One of the biggest issues with 3D printers, just like their text counterparts, is speed. Until parts can be created fast enough to generate the revenue to offset costs, adoption will continue to be agonizingly slow. Silverbrook’s solution to speed up text printing is a potential game-changer not just for the 2D print world, but for the 3D printing world as well.
Read this from a recent Physorg article to which I’m referring (Link):
An Australian entrepreneur betting his company on a nanotech-fueled, consumer inkjet printer that can print sixty pages a minute for under $200 has successfully demonstrated the technology.

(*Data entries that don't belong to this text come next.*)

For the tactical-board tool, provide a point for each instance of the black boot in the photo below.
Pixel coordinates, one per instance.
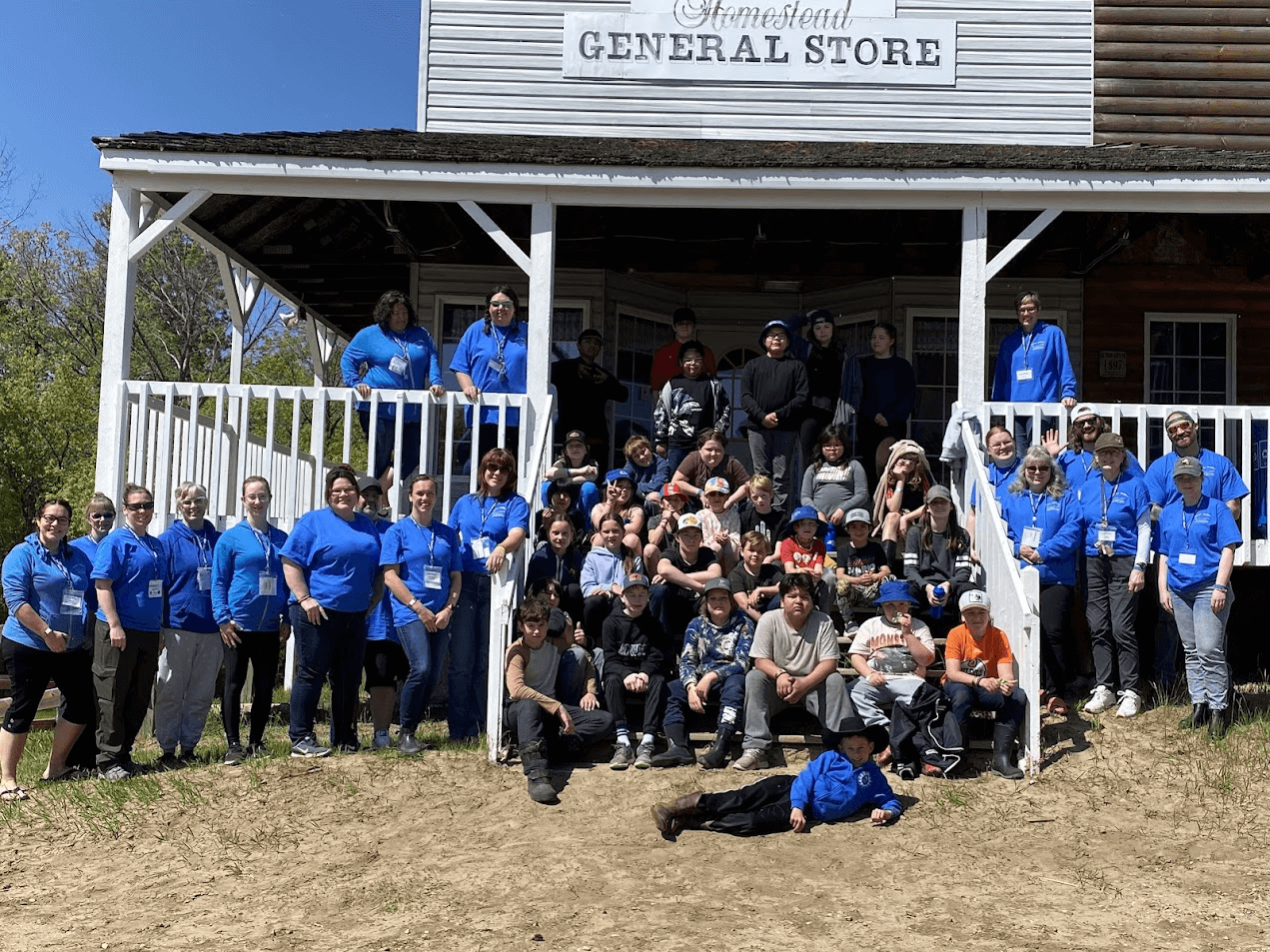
(1198, 717)
(535, 762)
(671, 817)
(679, 754)
(716, 756)
(1002, 746)
(1218, 723)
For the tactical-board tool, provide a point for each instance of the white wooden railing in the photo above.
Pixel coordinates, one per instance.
(1015, 594)
(1237, 432)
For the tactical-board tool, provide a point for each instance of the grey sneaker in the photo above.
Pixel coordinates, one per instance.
(752, 759)
(309, 746)
(644, 756)
(1100, 699)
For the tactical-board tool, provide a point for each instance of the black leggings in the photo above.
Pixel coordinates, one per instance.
(262, 648)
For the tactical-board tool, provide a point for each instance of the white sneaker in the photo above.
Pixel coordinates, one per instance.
(1100, 699)
(1129, 704)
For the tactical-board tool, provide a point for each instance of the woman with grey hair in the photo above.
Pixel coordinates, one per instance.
(1043, 520)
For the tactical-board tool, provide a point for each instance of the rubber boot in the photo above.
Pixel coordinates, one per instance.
(716, 756)
(535, 763)
(671, 817)
(679, 754)
(1002, 746)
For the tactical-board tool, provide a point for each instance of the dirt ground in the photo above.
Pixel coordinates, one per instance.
(1137, 835)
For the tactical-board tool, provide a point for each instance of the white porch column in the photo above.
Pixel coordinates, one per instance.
(121, 280)
(971, 309)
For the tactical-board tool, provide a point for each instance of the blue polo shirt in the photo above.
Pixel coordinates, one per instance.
(416, 548)
(475, 516)
(1120, 504)
(34, 576)
(1202, 532)
(131, 563)
(339, 558)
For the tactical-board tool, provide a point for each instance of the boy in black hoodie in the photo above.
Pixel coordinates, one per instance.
(634, 646)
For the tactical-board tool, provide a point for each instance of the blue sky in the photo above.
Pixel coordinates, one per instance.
(76, 69)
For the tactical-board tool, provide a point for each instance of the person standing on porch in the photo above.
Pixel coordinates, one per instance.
(394, 353)
(773, 394)
(665, 361)
(584, 393)
(1034, 366)
(493, 357)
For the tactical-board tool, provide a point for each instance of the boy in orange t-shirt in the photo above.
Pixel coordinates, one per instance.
(980, 675)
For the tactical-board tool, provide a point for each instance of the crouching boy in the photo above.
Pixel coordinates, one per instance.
(832, 787)
(548, 727)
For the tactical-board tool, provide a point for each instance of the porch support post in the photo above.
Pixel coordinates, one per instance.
(121, 281)
(971, 309)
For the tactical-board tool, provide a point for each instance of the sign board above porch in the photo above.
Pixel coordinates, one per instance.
(974, 71)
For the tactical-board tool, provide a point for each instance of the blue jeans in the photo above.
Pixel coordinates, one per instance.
(426, 650)
(469, 657)
(336, 646)
(1203, 636)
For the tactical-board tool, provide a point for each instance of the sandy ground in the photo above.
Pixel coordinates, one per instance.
(1137, 837)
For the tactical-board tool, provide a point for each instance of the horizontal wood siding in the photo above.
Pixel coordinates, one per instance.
(1024, 75)
(1185, 74)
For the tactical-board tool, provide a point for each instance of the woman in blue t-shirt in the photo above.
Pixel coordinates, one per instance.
(332, 566)
(492, 524)
(131, 579)
(249, 603)
(398, 355)
(423, 571)
(45, 582)
(1198, 537)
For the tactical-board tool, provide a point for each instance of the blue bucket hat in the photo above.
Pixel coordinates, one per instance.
(894, 590)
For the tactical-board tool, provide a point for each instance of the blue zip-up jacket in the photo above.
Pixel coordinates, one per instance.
(830, 788)
(1044, 353)
(1062, 532)
(378, 348)
(33, 576)
(239, 558)
(190, 608)
(708, 647)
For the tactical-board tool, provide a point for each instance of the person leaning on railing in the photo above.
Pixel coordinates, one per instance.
(492, 524)
(45, 582)
(398, 355)
(131, 577)
(332, 566)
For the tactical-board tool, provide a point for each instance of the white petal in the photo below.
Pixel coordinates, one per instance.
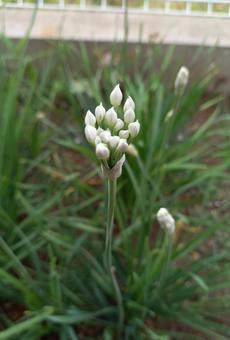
(90, 119)
(129, 116)
(129, 104)
(116, 96)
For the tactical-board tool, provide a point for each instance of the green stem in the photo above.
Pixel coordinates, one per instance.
(167, 264)
(112, 186)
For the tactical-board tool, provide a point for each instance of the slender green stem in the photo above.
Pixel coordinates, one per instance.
(167, 263)
(112, 185)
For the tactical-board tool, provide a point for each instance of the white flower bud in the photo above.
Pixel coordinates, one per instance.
(100, 113)
(111, 117)
(124, 134)
(102, 151)
(105, 136)
(181, 80)
(134, 128)
(116, 96)
(113, 141)
(90, 133)
(131, 150)
(129, 116)
(97, 140)
(122, 146)
(129, 104)
(166, 220)
(119, 124)
(90, 119)
(99, 131)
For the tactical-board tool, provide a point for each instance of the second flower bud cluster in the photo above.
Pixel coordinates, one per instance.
(110, 134)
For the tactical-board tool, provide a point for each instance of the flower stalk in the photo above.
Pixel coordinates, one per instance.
(111, 136)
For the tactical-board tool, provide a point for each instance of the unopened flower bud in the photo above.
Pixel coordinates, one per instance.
(122, 146)
(181, 80)
(113, 141)
(100, 113)
(116, 96)
(134, 128)
(166, 221)
(97, 140)
(129, 116)
(102, 151)
(131, 150)
(111, 117)
(105, 136)
(90, 133)
(99, 131)
(124, 134)
(119, 124)
(129, 104)
(90, 119)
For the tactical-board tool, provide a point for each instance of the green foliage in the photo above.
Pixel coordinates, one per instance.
(52, 201)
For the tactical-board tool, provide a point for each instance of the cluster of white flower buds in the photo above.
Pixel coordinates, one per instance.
(181, 81)
(166, 221)
(110, 134)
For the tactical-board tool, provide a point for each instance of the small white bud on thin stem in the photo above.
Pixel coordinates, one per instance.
(129, 116)
(124, 134)
(90, 133)
(111, 117)
(116, 96)
(119, 124)
(166, 220)
(90, 119)
(100, 113)
(113, 141)
(129, 104)
(97, 140)
(102, 151)
(105, 136)
(181, 80)
(122, 146)
(134, 128)
(131, 150)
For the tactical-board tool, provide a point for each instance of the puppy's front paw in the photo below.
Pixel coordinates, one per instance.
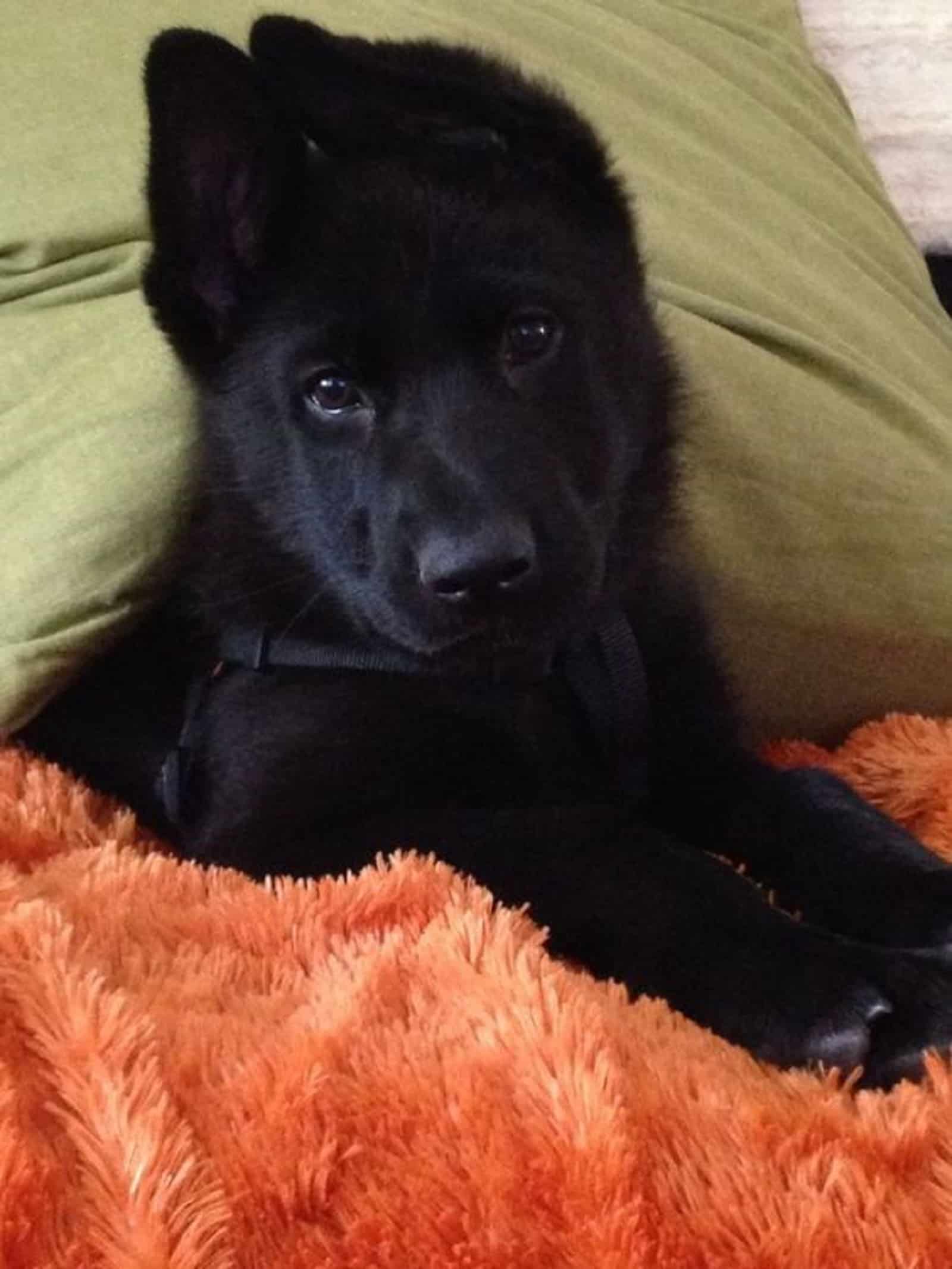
(919, 986)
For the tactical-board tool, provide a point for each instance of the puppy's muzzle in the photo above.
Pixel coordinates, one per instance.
(484, 568)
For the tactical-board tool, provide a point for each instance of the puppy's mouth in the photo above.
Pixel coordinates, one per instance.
(493, 643)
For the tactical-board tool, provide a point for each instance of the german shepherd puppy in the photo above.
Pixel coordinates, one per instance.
(436, 481)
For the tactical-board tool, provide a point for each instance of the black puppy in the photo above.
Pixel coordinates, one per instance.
(428, 555)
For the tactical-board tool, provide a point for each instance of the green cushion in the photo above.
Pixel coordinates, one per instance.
(818, 470)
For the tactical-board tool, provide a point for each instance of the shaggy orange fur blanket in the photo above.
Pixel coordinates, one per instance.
(198, 1073)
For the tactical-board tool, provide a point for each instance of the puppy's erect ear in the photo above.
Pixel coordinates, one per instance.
(221, 169)
(358, 97)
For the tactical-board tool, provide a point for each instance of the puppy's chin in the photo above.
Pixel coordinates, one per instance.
(491, 644)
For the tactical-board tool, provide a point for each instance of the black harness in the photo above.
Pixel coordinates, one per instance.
(603, 670)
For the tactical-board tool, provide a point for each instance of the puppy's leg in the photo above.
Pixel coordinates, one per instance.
(804, 832)
(668, 922)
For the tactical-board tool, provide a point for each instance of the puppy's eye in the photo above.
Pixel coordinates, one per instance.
(333, 391)
(530, 337)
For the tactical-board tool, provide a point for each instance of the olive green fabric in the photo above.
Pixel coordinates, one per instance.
(818, 399)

Silverbrook Research has spent the last ten years developing Memjet, a printer that uses an array of ink jet nozzles that spans the width of the paper. Company executives have said they feel that they can ship an 8×10 color inkjet by the end of 2008 that will cost less than $200 and print 60 pages a minute.
…“I’ve been following this industry for 20 years, and I’ve never seen anything of this scale: 10 times faster, 20 times cheaper, all at once,” LeCompte added.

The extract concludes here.